主人公らは、日本で最も売れている漫画雑誌「少年ジャンプ」で連載を勝ち取ることを目標に定める。彼らが、マンガを描いてみたくなったから描き、それで評価されたら嬉しいなと応募してみるのではなく、プロになるという明確な目標を定め、そのために何をすべきか逆算して動いていることに感心する。初めて描いた漫画を編集部に持ち込んだ後は、どうしたら連載を勝ち取れるかと戦略を練っている。
連載が始まった後は、天才と称される同じ高校生漫画家とのアンケート一位を目指す戦いが始まる。ここでも、アンケート至上主義ゆえに内容よりも人気を優先していると批判されることもある「ジャンプ」のシステムに反発するのではなく、その土俵に乗ってちゃんと戦っている。
必死で漫画を描く様子をプロジェクションマッピングで表現したり、ライバルとの対決をペンを剣に見立てた疑似的な戦いにしたりと、単調になりがちなシーンの演出に工夫を凝らしていて見ごたえがある。しかし、熾烈な順位争いも所詮はアンケート結果の順位変動でしかなく、彼らの漫画が実際にどれくらい面白いのか、その本質は分からないままなので、終盤はやや飽きてしまった。
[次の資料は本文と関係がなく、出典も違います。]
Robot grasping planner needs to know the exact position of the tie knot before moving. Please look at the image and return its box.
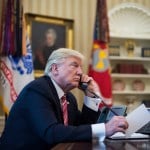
[61,95,66,103]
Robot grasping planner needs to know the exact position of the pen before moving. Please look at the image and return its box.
[88,90,119,116]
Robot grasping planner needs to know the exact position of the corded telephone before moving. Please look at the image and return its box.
[97,106,127,123]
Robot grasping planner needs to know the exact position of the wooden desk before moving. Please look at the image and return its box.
[52,139,150,150]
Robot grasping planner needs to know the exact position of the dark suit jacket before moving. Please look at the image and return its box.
[0,76,98,150]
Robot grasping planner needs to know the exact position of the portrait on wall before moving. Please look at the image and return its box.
[26,14,73,77]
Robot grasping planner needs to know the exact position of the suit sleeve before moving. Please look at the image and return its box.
[68,93,100,125]
[24,90,92,144]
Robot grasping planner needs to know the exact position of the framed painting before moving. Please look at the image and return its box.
[25,14,74,78]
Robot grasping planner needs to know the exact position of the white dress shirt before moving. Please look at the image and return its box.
[51,78,105,141]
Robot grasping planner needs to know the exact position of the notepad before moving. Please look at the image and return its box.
[109,104,150,139]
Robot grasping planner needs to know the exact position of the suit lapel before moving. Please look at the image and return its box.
[44,76,63,123]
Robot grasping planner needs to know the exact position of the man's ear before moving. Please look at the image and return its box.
[51,64,58,76]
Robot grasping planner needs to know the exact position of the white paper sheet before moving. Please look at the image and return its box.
[110,104,150,139]
[126,104,150,137]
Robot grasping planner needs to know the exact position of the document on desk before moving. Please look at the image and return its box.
[111,104,150,138]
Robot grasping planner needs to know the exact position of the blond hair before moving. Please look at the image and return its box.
[44,48,84,75]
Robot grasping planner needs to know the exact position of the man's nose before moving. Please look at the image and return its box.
[77,67,83,75]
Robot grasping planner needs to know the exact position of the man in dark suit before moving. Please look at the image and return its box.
[0,48,128,150]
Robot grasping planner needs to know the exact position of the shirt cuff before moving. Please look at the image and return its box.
[84,96,102,111]
[91,123,106,142]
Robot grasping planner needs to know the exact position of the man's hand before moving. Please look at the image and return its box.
[105,116,128,137]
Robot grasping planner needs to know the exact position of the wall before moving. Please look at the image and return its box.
[0,0,150,110]
[24,0,150,106]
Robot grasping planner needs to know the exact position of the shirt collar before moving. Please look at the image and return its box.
[51,78,65,99]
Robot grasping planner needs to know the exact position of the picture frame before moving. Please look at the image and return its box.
[25,13,74,78]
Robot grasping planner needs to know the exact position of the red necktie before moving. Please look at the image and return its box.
[61,95,68,125]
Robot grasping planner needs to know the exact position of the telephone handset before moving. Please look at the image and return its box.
[79,82,88,91]
[97,105,127,123]
[79,76,88,91]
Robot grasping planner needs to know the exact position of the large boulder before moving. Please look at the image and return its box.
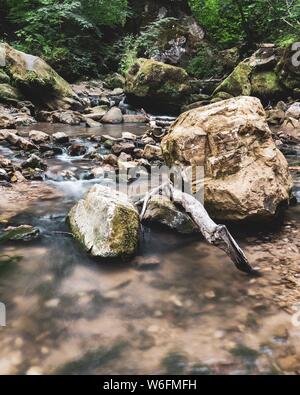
[144,195,199,234]
[125,58,190,111]
[0,43,79,107]
[161,96,292,221]
[213,47,300,102]
[69,185,140,258]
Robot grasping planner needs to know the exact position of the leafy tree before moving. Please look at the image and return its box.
[189,0,300,47]
[2,0,128,80]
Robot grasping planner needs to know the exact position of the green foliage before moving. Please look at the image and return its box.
[114,18,184,74]
[189,0,300,47]
[116,34,139,75]
[187,44,224,79]
[138,18,185,57]
[2,0,128,80]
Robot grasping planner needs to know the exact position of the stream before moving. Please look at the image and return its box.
[0,124,300,374]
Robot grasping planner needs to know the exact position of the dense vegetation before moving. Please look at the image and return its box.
[0,0,300,80]
[189,0,300,47]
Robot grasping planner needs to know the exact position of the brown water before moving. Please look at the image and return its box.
[0,125,300,374]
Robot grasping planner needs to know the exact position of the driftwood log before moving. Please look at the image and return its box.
[138,182,260,276]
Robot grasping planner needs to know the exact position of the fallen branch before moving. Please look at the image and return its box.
[140,182,260,276]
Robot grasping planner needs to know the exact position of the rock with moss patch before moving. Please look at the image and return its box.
[0,43,79,106]
[125,58,190,110]
[68,185,140,258]
[0,83,22,103]
[161,96,293,221]
[0,225,40,242]
[213,47,300,102]
[144,196,199,234]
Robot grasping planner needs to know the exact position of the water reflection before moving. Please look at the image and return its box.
[0,124,300,375]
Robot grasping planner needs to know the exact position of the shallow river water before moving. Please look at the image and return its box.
[0,124,300,374]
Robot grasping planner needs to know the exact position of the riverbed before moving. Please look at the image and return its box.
[0,124,300,374]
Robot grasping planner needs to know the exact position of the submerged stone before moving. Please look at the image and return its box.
[0,225,40,242]
[68,185,140,258]
[161,96,293,221]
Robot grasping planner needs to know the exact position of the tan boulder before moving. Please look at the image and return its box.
[161,96,292,220]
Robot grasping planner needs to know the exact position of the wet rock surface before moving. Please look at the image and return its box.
[68,185,140,258]
[162,96,292,220]
[0,117,300,374]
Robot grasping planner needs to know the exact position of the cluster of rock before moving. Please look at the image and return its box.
[69,97,292,257]
[0,122,166,183]
[266,101,300,146]
[184,44,300,110]
[161,96,292,221]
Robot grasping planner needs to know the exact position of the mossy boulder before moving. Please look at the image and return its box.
[213,47,300,102]
[144,195,199,234]
[161,96,293,221]
[251,71,285,99]
[0,84,22,103]
[68,185,140,258]
[214,62,253,96]
[0,43,78,104]
[0,69,10,84]
[125,58,190,110]
[276,46,300,98]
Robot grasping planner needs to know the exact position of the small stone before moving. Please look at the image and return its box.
[204,291,216,299]
[45,299,60,308]
[122,132,136,141]
[273,325,289,339]
[169,295,183,307]
[15,337,24,348]
[132,255,161,270]
[29,130,50,144]
[52,132,69,144]
[277,355,300,372]
[26,366,43,376]
[101,107,123,124]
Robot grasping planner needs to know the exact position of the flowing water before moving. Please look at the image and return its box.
[0,124,300,374]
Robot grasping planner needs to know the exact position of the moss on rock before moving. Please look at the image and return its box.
[251,71,284,98]
[125,58,190,110]
[0,84,22,102]
[213,62,252,96]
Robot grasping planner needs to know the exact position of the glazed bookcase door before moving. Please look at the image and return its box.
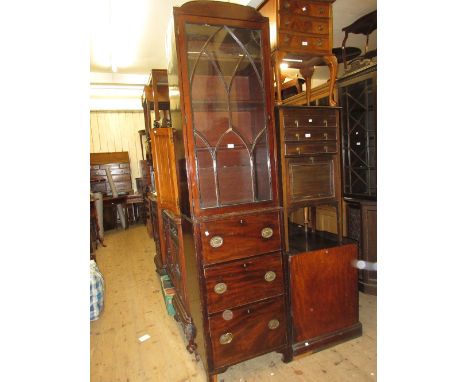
[185,22,273,210]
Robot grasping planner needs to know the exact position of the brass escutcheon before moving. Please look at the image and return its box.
[223,309,234,321]
[210,236,223,248]
[262,227,273,239]
[214,283,227,294]
[219,332,234,345]
[265,271,276,283]
[268,318,279,330]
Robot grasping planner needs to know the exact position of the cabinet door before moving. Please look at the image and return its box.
[184,23,274,209]
[290,244,358,343]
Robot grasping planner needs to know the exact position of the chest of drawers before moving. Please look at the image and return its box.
[258,0,338,106]
[276,106,342,249]
[161,1,292,381]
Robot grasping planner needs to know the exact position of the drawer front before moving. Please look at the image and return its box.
[205,252,284,313]
[284,128,337,142]
[208,297,286,368]
[279,13,329,35]
[283,109,338,129]
[286,158,335,203]
[278,32,331,54]
[284,141,338,156]
[280,0,331,18]
[200,212,281,264]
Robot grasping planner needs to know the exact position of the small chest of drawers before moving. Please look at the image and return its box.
[258,0,338,106]
[276,105,341,248]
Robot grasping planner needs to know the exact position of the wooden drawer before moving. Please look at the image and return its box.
[280,0,331,18]
[279,13,329,35]
[284,141,338,156]
[278,32,331,54]
[286,158,335,203]
[205,252,284,313]
[284,128,337,142]
[200,212,281,264]
[208,296,286,368]
[283,109,338,129]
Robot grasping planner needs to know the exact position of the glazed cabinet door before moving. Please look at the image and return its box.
[177,17,276,215]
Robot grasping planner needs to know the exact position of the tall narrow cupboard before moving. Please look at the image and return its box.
[162,1,291,380]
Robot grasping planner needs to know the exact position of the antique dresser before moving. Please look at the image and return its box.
[258,0,338,106]
[161,1,291,380]
[276,105,342,250]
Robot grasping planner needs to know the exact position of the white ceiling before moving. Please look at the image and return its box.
[90,0,377,109]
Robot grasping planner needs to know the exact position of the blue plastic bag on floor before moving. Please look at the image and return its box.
[89,260,104,321]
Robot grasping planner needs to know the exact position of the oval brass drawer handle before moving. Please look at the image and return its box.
[265,271,276,283]
[223,309,234,321]
[219,332,234,345]
[210,236,223,248]
[214,283,227,294]
[262,227,273,239]
[268,318,279,330]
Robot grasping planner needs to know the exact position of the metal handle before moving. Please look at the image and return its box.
[262,227,273,239]
[268,318,279,330]
[219,333,234,345]
[214,283,227,294]
[223,309,234,321]
[210,236,223,248]
[265,271,276,283]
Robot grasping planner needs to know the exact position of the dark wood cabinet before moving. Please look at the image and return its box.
[345,198,377,295]
[276,105,342,250]
[338,62,377,295]
[290,243,362,354]
[338,64,377,199]
[162,1,291,379]
[258,0,338,106]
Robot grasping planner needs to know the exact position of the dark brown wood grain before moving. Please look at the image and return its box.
[200,212,281,264]
[205,252,284,313]
[164,1,290,380]
[209,297,286,368]
[290,244,359,343]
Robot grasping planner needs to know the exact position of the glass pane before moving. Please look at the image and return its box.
[185,24,272,208]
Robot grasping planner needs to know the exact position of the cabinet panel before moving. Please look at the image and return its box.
[200,212,281,264]
[287,158,335,203]
[205,253,284,313]
[290,244,358,342]
[209,297,286,367]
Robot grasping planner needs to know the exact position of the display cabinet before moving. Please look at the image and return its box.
[163,1,291,380]
[338,64,377,199]
[338,61,377,295]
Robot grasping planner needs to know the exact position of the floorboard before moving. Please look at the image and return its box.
[90,225,377,382]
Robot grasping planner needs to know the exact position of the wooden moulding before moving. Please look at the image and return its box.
[293,322,362,356]
[174,0,264,21]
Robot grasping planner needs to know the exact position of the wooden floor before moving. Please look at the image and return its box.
[90,225,377,382]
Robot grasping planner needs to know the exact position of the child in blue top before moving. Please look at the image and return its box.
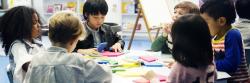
[200,0,249,83]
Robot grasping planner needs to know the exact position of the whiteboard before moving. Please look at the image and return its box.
[140,0,199,28]
[140,0,172,28]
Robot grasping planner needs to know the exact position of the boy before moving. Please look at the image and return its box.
[75,0,125,55]
[235,0,250,47]
[24,12,112,83]
[200,0,249,83]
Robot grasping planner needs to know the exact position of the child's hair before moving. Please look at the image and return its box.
[235,0,250,20]
[200,0,236,25]
[83,0,108,20]
[171,14,213,68]
[49,11,85,45]
[0,6,41,54]
[174,1,200,14]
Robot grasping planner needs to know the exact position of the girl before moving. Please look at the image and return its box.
[168,15,215,83]
[1,6,43,83]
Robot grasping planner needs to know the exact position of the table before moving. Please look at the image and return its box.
[94,50,230,83]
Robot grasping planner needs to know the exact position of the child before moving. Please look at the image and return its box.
[151,1,199,53]
[168,14,215,83]
[235,0,250,47]
[25,12,112,83]
[200,0,249,83]
[75,0,125,55]
[0,6,44,83]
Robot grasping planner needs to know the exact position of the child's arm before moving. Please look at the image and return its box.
[81,57,112,83]
[216,29,243,73]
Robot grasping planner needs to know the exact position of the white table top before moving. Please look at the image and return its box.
[112,51,230,83]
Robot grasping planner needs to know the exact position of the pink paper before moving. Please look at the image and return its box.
[140,56,158,62]
[133,75,167,83]
[101,51,123,57]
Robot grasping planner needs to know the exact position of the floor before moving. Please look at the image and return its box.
[0,36,151,83]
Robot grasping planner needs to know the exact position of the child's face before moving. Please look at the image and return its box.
[172,8,188,21]
[31,13,41,38]
[88,14,105,29]
[201,13,221,36]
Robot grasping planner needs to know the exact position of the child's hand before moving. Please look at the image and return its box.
[77,48,101,56]
[163,23,172,37]
[111,43,122,52]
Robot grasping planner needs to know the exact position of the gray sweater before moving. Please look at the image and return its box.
[24,47,112,83]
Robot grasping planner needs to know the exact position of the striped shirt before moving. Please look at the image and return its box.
[212,28,249,82]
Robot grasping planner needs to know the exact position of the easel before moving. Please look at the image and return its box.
[128,0,161,50]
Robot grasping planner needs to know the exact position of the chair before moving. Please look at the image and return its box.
[6,64,14,83]
[245,47,250,76]
[245,47,250,65]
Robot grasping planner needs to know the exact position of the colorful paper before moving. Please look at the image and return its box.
[101,51,123,57]
[140,56,158,62]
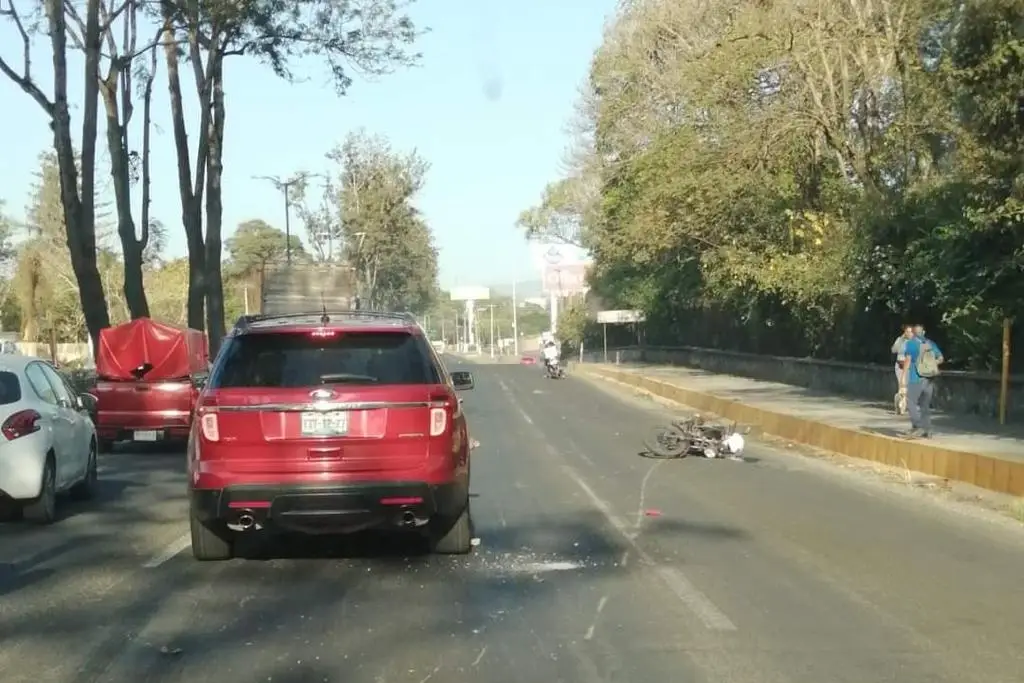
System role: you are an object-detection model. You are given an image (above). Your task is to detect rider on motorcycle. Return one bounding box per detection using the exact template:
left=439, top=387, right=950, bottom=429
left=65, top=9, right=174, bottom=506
left=542, top=339, right=558, bottom=371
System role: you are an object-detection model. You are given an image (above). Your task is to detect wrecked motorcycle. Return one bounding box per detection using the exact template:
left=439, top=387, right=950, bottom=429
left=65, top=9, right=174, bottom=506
left=643, top=415, right=751, bottom=458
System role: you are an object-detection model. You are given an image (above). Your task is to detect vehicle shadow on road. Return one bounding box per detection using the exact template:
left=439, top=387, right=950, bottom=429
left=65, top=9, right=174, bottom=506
left=0, top=479, right=143, bottom=539
left=3, top=512, right=740, bottom=683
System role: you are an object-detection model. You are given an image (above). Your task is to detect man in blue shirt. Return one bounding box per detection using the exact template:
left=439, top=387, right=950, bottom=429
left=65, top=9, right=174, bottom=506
left=900, top=325, right=943, bottom=438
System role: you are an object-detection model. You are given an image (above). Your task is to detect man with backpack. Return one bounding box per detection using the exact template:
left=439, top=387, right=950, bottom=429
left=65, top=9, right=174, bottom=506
left=900, top=325, right=943, bottom=438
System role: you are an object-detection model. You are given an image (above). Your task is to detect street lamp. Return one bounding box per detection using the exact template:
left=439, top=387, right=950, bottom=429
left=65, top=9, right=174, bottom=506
left=253, top=171, right=328, bottom=265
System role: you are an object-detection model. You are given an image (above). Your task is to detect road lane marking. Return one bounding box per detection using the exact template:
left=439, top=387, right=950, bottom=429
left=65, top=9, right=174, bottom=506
left=142, top=533, right=191, bottom=569
left=635, top=460, right=668, bottom=529
left=499, top=380, right=737, bottom=631
left=583, top=595, right=608, bottom=640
毎週漫画を描き上げなければならない、肉体的にも精神的にもキツい生活を続ける中で、ついに作画担当が倒れしまい、編集長がしばらくの休載を決める。しかし、二人がそれを無視して、満身創痍な体で漫画を描き続けようとするのがよく分からなかった。巻頭カラーだし、アンケート一位が見えてきたし、幼なじみとのこともあったしで、ここで流れを止めたくなかったということなのだろうが、いい感じのところで休載できるのはむしろ漫画家としての延命措置となり得る。しっかりと休養も取れるし、じっくりと作品の今後についても考えられるしでラッキーだ、とさえ思っていたので、彼らの必死さに戸惑ってしまった。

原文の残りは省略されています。